Designing AI systems capable of accurate instance-level landmark recognition (i.e., distinguishing Niagara Falls from just any waterfall) and retrieving images (matching objects in an image to other instances of that object in a catalog) is a longstanding pursuit of Google’s AI research division. Last year, it released Google-Landmarks, a landmarks data set it claimed at the time was the world’s largest, and hosted two competitions (Landmark Recognition 2018 and Landmark Retrieval 2018) in which more than 500 machine learning researchers participated.

Today, in a significant step toward its goal of more sophisticated landmark-detecting computer vision models, Google open-sourced Google-Landmarks-v2, a new, larger landmark recognition corpus containing twice as many photos and seven times as many landmarks. Additionally, it’s launched two new challenges (Landmark Recognition 2019 and Landmark Retrieval 2019) on Kaggle, its machine learning community, and released the source code and model for Detect-to-Retrieve, a framework for regional image retrieval.

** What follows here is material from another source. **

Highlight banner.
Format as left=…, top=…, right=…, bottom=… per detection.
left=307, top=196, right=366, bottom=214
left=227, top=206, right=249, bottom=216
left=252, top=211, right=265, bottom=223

“Both instance recognition and image retrieval methods require ever-larger datasets in both the number of images and the variety of landmarks in order to train better and more robust systems,” wrote Google AI software engineers Bingyi Cao and Tobias Weyand. “We hope that this dataset will help advance the state-of-the-art in instance recognition and image retrieval.”

Google landmarks data set

Above: Heatmap of the landmark locations in Google-Landmarks-v2.

Image Credit: Google

According to Bingyi and Weyand, Google-Landmarks-v2 contains over 5 million images of more than 200,000 different landmarks collected from photographers around the world. The photogs in question labeled their own images — which depict the Neuschwanstein Castle, Golden Gate Bridge, Kiyomizu-dera, Burj Khalifa, Great Sphinx of Giza, Machu Picchu, and other famous sights — and submitted them for inclusion. Then, Google researchers supplemented them with historical and lesser-known images from Wikimedia Commons, the Wikimedia Foundation’s online repository of free-use images, sounds, and other media.

So what’s the deal with Detect-to-Retrieve framework? Cao and Weyand say the published model — which was trained on a subset of 80,000 from the original landmarks data set — leverages bounding boxes from an object detection model to give “extra weight” to image regions containing items of interest, significantly improving accuracy.

Both Landmark Recognition 2019, which tasks entrants with designing landmark-detecting AI models, and Landmark Retrieval 2019, which has competitors use an AI system to find images showing a target landmark, are open for entry. Both include cash prizes totaling $50,000, and Bingyi and Weyand say the winning teams will be invited to present their methods at the Second Landmark Recognition Workshop at the 2019 Conference on Computer Vision and Pattern Recognition in Long Beach, California later this year.